April, 1985
by Dr. Mike Desing
She hung there for a moment, taking it all in.
A mile below, it spread out before her. Her new home. San Helios. Saint of the Sun. Founded by Ferdinando DeDestro in 1772. Home to the San Helios Bridge, the Seven Statues of Martyrs, the three-time world champion San Helios Dragons professional football team, and 2.73 million people.
She knew the numbers. Facts. Statistics. These were the easy things.
The people. She wanted to know the people. She wasn’t going to get to know them from up here. She took a breath and descended.
Immediately, the city shifted on her. The luster of distance became the harsh reality of focus. Before she could even touch down, she could feel it. Listlessness. Pain. Filth. The anger and frustration and resentment and sadness of those who had come to find the sun, but had discovered something much darker instead. Helios shimmered off of the skyscrapers, but he cast long shadows into the alleys.
In one of these alleys, a man was pulling at a woman. Taking something from her. Forcing her to do something. It was not clear. None of this was clear.
Skye was hovering now, in the alley, maybe twenty paces from the man. He had his back to her, and he had pushed the woman against a wall. The woman was crying.
“Stop.”
The man turned around. He reached into his jacket. A pistol.
Skye didn’t like weapons. She especially didn’t like pistols. She wanted to like all people, but she had already decided she did not like this man. “I want to help you, but you have to stop this. Immediately.”
A bullet ricocheted off of her shoulder. It stung a bit, but it was more surprising than painful. She took a moment to process this. Did he just try to shoot me?
Two more bullets ricocheted in succession. More stinging. Less surprise. Anger.

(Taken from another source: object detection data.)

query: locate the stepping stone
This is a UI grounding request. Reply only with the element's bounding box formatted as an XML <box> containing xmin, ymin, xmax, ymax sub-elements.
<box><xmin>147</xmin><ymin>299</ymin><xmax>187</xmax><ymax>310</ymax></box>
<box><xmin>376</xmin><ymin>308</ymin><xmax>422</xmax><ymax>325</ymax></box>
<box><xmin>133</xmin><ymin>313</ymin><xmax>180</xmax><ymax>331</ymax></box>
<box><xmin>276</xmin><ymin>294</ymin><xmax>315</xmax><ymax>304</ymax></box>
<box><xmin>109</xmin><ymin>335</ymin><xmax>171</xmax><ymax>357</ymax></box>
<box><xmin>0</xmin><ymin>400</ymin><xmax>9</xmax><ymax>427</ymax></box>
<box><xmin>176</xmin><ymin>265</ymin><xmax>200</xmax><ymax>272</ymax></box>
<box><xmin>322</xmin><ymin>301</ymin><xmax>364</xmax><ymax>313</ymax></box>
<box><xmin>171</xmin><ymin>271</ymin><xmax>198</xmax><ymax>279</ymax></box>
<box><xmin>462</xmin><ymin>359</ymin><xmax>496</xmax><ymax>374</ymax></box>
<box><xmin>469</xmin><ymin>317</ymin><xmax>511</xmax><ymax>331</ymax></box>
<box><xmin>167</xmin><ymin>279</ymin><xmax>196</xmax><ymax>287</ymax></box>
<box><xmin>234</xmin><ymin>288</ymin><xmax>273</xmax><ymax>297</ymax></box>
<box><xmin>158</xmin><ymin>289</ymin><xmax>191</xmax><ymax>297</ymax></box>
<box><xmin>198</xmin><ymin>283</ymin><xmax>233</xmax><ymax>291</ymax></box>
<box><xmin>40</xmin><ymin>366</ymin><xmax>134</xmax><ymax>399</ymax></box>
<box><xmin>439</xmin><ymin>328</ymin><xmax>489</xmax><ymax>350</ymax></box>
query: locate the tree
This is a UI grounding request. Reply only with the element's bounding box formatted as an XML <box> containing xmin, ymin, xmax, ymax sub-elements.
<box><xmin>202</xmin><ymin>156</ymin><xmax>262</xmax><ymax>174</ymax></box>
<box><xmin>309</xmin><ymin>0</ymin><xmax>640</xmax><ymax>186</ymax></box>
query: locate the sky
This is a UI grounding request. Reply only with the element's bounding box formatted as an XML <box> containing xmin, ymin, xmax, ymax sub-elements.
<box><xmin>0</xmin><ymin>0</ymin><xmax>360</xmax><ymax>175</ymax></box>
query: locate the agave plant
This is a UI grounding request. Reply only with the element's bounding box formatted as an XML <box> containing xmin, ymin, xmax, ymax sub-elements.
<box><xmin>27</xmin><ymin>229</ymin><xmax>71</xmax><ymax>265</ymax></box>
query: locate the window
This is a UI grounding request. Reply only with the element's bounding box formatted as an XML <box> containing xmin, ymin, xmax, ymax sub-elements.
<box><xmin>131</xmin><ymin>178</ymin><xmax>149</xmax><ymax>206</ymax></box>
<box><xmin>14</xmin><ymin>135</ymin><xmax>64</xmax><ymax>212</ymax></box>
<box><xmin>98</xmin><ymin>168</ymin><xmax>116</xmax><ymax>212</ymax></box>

She realized too late that her knuckles had shattered his jaw and his nose. He would be taking all meals through a straw for the next six months, and would probably never be able to activate all 11 muscles he’d need to frown, and definitely not the 12 he’d need to smile. He would be inexpressive the rest of his life.
He was crawling away now. She picked up the pistol he had dropped and bent it in half. Then she folded it in half one more time, just for good measure. She looked about and saw a dumpster. She set the chunk of metal that was once a pistol inside. There was enough garbage in this alley already. Some of it is living.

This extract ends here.